Now, I’ve never been one to trust the word of the frenzied NSBM underground, a scene which boasts as its primary fanbase a host of blithering incoherent nitwits, but this is actually pretty engaging stuff. The agenda here is largely frigid, blasting, uniformly cold black metal, frostbitten and harsh but with an acute inclination for subtle melody and atmospherics. Aesthetically, there is a rather prominent artistic kinship with some of the rawer, less synth-heavy Lucifugum material and Purity-era Hate Forest, though Lutomysl frankly are somewhat less interesting than either of those outfits in their present incarnation.

Instead, this is uniformly trebly, uptempo, straightforward material that offers little dynamic variation, yet somehow manages to sound genuine and tortured enough to provide for an involving listen. There are some fucking CHOICE passages here- the slower, introspective section 2 minutes into “R (Cocpegotozue)” is great, as is the somber melody that introduces a cataclysmic blasting passage 2 minutes into “Ty (Ockkonlutue)” and the melody that closes said track. While blasts do dominate the record, there is a genuinely hypnotic quality to many of the droning melodies and drum patterns here. When things do begin to veer towards monotony, the band always manage to insert a melody rousing enough to completely intersect the droning tedium, infusing the typically epic (5 to 9 minutes) structures with enough variety to steer clear from boredom.
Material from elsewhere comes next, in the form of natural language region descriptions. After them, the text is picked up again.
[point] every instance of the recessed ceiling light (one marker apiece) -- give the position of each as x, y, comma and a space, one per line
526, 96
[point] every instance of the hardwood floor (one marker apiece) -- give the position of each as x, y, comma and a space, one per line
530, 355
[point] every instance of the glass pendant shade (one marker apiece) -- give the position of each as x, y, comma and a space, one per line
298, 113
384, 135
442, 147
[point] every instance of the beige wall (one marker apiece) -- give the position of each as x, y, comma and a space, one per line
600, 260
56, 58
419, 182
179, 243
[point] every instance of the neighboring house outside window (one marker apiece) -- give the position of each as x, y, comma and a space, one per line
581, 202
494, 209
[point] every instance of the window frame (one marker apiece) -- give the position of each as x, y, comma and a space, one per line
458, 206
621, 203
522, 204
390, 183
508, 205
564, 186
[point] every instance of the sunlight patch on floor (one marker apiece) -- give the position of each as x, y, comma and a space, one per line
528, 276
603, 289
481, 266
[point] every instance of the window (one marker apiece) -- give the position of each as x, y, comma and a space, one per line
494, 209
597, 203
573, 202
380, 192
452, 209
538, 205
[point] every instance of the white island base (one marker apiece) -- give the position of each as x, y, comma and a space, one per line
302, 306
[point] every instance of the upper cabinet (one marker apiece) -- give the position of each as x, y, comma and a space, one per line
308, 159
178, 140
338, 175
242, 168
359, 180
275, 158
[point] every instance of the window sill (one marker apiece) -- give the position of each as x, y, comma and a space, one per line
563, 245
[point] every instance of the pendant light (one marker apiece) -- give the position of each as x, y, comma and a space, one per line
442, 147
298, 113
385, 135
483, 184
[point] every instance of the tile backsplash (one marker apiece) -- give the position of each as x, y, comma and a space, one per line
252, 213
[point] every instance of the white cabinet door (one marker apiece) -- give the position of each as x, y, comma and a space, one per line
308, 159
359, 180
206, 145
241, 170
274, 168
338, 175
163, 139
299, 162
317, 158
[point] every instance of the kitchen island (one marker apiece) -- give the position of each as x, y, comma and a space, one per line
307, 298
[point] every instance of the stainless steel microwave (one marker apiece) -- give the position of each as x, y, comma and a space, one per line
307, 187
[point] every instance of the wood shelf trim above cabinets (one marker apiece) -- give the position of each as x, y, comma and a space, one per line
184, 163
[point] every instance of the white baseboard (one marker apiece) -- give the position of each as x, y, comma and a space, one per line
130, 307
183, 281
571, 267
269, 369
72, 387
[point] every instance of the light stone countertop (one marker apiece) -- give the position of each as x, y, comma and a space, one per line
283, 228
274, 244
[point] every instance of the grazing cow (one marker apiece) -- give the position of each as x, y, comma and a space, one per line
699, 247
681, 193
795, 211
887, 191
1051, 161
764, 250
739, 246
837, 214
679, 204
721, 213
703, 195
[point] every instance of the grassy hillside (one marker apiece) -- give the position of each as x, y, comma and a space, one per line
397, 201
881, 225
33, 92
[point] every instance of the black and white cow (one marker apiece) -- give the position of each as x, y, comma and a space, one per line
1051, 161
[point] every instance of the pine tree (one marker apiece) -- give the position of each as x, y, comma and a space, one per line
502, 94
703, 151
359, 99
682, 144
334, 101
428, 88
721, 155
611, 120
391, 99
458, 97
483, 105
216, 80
The production here is rather dissimilar to much similarly-acclaimed underground metal in the sense that it is far clearer and more well-defined than the basement variety of black metal, but the trebly, high register feel and gratingly harsh guitar sound suggest that Lutomysl drink from the same aesthetic well. While the bass, as with much black metal, is woefully absent in the mix (is it even employed on this recording?), the production on offer here should please many of black metal’s most vocal naysayers, the kick drums sounding propulsive yet organic, riffs are easily discernible from one another instead of being reverb-drenched, overly distorted walls of nonsense that coagulate into a nebulous mass of noise. Clearly, Lutomysl are of a more literate ilk, something that is reflected further in the understated elegance of several passages on the record- keyboards are used VERY effectively here, surfacing to provide a spectrally faint counterpart to the relentless blast/tremolo sections, residing deep within the mix to add understated dimension to the proceedings instead of venturing into Nokturnal Mortum silliness.

Admittedly, many may find the contents of this record to be somewhat redundant, and to some degree such assertions may indeed be justified. The linear and largely unadventurous material here is not an artistic revelation in a field already inundated with similarly ‘’raw’’ black metal outfits. However, the ornate flourishes that decorate each and every track here glow with a sophistication that eludes much of today’s black metal underground. A little typical, to be sure, but undoubtedly a well-written and convincingly despondent release. If you enjoy the harsher end of the Russian metal spectrum (ie not folky wankery like Temnozor, Astrofaes and Nokturnal Mortum), this has your name all over it.